Little Bee was about a young Nigerian refugee woman (Little Bee) who was released from her detention center and travels miles away to the only people she knows; the O’Rourke family who saved her life but also tried their hardest to forget the tragic incident of how they met. So I don’t spoil too much, this book I would say has a theme of ‘wanting to be free.’ Every character, small or large is suffering, or going through some type of journey that they only hope keeps them safe and sound on the other side. This book is about second chances. This book is about starting over the best way you know how but being scared (you know what-less) because you don’t know what the outcome will turn out to be.

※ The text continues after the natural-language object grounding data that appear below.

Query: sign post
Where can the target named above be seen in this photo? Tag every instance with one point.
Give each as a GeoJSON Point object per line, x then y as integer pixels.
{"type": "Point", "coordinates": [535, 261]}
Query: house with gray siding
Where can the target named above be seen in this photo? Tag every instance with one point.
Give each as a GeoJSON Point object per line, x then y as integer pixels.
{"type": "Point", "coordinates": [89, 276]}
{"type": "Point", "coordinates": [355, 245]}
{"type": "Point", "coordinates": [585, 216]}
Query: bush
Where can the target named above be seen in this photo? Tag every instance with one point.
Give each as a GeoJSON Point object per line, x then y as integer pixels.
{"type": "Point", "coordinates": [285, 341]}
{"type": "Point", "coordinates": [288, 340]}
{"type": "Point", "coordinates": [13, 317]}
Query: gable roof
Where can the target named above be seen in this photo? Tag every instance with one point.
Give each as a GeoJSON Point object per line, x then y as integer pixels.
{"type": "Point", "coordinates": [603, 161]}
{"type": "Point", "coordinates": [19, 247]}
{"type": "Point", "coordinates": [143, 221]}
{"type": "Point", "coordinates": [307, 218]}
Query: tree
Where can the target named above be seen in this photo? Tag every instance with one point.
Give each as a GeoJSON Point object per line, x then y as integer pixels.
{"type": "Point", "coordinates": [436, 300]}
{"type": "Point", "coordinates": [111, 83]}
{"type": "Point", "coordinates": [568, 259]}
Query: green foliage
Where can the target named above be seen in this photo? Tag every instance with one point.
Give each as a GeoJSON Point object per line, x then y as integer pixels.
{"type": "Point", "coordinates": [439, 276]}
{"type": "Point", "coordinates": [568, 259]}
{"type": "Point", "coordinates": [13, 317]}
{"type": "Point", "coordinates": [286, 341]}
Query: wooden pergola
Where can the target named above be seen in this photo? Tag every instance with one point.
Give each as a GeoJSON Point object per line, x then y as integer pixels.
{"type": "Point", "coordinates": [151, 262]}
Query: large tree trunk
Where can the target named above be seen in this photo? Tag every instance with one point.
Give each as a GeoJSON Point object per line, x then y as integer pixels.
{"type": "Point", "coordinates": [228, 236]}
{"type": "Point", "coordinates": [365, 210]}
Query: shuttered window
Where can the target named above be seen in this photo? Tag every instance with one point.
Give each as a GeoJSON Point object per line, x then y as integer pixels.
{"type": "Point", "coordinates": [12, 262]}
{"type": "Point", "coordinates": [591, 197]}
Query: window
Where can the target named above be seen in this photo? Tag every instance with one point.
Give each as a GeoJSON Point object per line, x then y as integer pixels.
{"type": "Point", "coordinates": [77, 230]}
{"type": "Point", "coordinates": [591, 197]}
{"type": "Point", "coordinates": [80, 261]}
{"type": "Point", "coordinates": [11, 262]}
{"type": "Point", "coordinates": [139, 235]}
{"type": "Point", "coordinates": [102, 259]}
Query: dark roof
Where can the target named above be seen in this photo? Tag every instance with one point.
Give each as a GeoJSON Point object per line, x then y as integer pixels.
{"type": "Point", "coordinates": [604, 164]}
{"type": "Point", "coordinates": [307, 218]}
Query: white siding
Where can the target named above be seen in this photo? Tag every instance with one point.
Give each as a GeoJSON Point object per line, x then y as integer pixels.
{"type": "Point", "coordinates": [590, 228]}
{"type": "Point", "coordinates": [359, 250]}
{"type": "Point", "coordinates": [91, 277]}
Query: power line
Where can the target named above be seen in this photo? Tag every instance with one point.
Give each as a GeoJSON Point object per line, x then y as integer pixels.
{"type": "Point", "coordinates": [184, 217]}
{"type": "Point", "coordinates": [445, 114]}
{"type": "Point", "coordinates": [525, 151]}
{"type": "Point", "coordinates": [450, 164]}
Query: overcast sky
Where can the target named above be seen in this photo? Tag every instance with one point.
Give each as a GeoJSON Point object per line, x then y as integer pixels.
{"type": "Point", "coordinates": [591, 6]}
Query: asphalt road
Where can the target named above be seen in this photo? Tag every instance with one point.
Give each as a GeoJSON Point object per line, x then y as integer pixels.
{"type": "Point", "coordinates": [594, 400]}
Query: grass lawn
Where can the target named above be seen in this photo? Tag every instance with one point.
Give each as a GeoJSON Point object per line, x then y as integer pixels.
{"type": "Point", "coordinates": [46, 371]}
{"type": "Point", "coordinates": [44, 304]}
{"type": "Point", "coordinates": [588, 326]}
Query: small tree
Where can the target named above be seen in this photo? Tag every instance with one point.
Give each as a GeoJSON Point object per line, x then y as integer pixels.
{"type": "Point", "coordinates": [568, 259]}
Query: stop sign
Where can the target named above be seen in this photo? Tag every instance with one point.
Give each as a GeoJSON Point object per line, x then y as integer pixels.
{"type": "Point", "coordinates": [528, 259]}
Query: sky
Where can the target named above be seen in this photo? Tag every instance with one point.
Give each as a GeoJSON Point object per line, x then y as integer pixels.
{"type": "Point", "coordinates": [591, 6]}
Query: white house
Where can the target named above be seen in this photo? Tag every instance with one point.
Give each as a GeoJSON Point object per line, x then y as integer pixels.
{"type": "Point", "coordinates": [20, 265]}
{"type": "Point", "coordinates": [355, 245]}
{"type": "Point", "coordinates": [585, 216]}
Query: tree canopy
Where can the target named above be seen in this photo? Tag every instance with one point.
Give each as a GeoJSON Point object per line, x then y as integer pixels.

What I loved about this book was each chapter alternated between Little Bee and Sarah’s (the wife in the story) perspective. Little Bee’s perspective was about survival, never forgetting where she came from, and trying her hardest to re-create herself in a world she really had no business being part of. Little Bee studied how people in England carried themselves because she thought that would be the key to saving her life. She felt like changing her vernacular and knowing facts about a world she would’ve never been placed in if it wasn’t that day on the beach with Sarah was her out. Her way of being free and starting over.
For Sarah, she too was about surviving but in the sense of, she had to focus on the present and not go back to who she was. A woman who was lost and just seemed to go through the motions. Essentially, she was changing for the better but still held on to who she used to be. Sarah was a people pleaser, but failed to focus on how to properly love, balance, and care for her family. It was like she was in denial about things and she knew it but she didn’t take the steps to figure out how to get out of those moments. So she went about her daily routine, struggling because she never spoke up until it was too late; but redeeming herself when Little Bee came back into her life was her way of being free. Helping someone else was they key for her life to be better.
Little Bee and Sarah are one in the same, and it’s crazy because their lives were totally different prior to when they were put together and it changed everything. Their willingness to help one another in a time of turmoil, both physically, and globally shaped who they became as women. They depended on each other and I think subconsciously knew that with all the secrets they kept they needed each other because one couldn’t survive without the other.
Chris Cleave also has another book, entitled Incendiary. I enjoyed his style of writing in Little Bee and hopefully you will too. Although it was a slow read in the beginning the relationships the characters developed with each other continuously peaked my interest. Each chapter there was something I wasn’t expecting. A story of two women trying to survive in a world they felt like they didn’t belong too.